RY: How would you explain Dee Dee to the people who didn’t know him?
Richie: “He probably was two personalities – two people in one. There was the real cool Dee Dee, then there was the tormented Dee Dee that became difficult at times. But, he was special, and such a talent; such a songwriter; such a poet…the words he’d come up with were amazing. He was fun to be around and a sweatheart of a guy. But, he was troubled by demons and took medication to calm himself.”
RY: For you, there’s been debate about whether you left the band over t-shirt royalties, or due to creative differences. What actually led to you leaving the band?
Richie: “Probably all of those things. First of all, the merchandise thing had been going on for years and it was time that I got cut in. Joey and Dee Dee were all for it, but Johnny kept putting a roadblock up to that…so that was bad. The record deal with Sire – the three album deal I had – was over. My relationship with Johnny was very strained and I fucking had it. I was 29-years-old and a little punk kid…a big limousine showed up [after my last show] I jumped in and said ‘goodbye.’ You live by your decisions. Was it the right one? Maybe, maybe not. I contributed a lot of great things to that band…and still to this day. I don’t have any regrets.”
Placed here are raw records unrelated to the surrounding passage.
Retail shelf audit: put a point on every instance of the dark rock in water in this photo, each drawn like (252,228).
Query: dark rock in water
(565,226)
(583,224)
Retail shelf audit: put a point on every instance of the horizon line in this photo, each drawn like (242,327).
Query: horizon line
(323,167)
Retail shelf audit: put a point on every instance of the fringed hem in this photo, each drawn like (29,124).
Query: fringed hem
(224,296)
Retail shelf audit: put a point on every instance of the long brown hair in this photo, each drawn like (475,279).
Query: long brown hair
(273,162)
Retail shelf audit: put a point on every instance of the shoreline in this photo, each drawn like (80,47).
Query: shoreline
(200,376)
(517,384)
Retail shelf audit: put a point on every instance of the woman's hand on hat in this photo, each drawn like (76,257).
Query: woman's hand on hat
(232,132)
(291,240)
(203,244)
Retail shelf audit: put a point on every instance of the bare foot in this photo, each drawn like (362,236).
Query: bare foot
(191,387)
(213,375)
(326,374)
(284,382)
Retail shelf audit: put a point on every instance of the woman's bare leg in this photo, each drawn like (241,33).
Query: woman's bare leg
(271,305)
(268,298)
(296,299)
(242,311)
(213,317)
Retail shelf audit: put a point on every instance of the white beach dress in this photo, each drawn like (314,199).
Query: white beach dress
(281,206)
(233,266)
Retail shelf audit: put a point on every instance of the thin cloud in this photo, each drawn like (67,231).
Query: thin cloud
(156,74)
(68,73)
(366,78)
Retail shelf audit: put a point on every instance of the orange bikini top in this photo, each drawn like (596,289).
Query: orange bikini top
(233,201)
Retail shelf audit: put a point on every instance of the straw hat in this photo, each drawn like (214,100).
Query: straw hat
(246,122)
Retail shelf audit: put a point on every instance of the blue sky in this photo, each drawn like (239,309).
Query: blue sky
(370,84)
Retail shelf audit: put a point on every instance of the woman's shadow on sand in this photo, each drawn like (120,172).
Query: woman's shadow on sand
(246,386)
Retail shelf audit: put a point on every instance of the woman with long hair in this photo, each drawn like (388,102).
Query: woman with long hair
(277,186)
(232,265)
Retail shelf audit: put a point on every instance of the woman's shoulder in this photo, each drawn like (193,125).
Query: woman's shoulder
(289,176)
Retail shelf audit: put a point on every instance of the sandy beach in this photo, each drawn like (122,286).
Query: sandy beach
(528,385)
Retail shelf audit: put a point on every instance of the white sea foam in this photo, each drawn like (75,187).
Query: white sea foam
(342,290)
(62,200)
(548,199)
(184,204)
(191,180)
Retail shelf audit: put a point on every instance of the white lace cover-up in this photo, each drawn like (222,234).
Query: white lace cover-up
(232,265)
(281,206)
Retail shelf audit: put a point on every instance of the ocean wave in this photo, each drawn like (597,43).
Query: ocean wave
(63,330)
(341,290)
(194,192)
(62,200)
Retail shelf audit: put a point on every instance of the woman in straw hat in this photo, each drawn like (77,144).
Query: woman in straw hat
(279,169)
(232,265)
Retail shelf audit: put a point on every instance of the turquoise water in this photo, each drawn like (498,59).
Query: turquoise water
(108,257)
RY: Do you feel like you contributed all that you wanted to within the band?
Richie: “Yes. Had I been there longer, I would’ve written more songs like “Somebody Put Something in My Drink.” It’s probably in the top seven, or 10 [Ramones] songs of all-time. That’s a pretty big honour, for a band with a 140-song catalogue.”
RY: Right now, you, Marky, Tommy, and CJ are all still around to carry the Ramones flag. How important is it for you to keep the band’s legacy alive and bring younger generations to it?
Richie: “I don’t know all of this talk about ‘legacy.’ The Ramones, they’re not here anymore. I don’t care who plays their songs – it’ll never be like Joey singing, with John playing the guitar, and Dee Dee playing the bass. You could play that music over and over, but it’s not them – it’s a copy of them. I mean, kids who come out and go to Marky’s show because they never heard the songs…well, you’re not hearing the songs live with Marky’s band. It’s the Ramones…it’s a cover version of them. But all of us [remaining members], yeah, we are the Ramones. We aren’t going to change our names to something else because the Ramones aren’t together. We’ve used the name for so long, why would we do that? That makes no sense. To represent; to not get soft; to still represent the band with probably the best solo album of any Ramone…that’s what I want to do. I want to represent the band in a positive light. I feel that’s more important than legacy.”
RY: Finally, what is your fondest memory of your time within that band?
Richie: “There’s too many. But, being on the stage with them night after night and looking at Dee Dee on my left; John to my right; and Joey between songs turning around, coming to the drum riser, taking a sip of water, and looking at me with his rose coloured glasses…those are priceless, priceless moments that only a few in the world can say they had. For that, it’s changed my life forever.”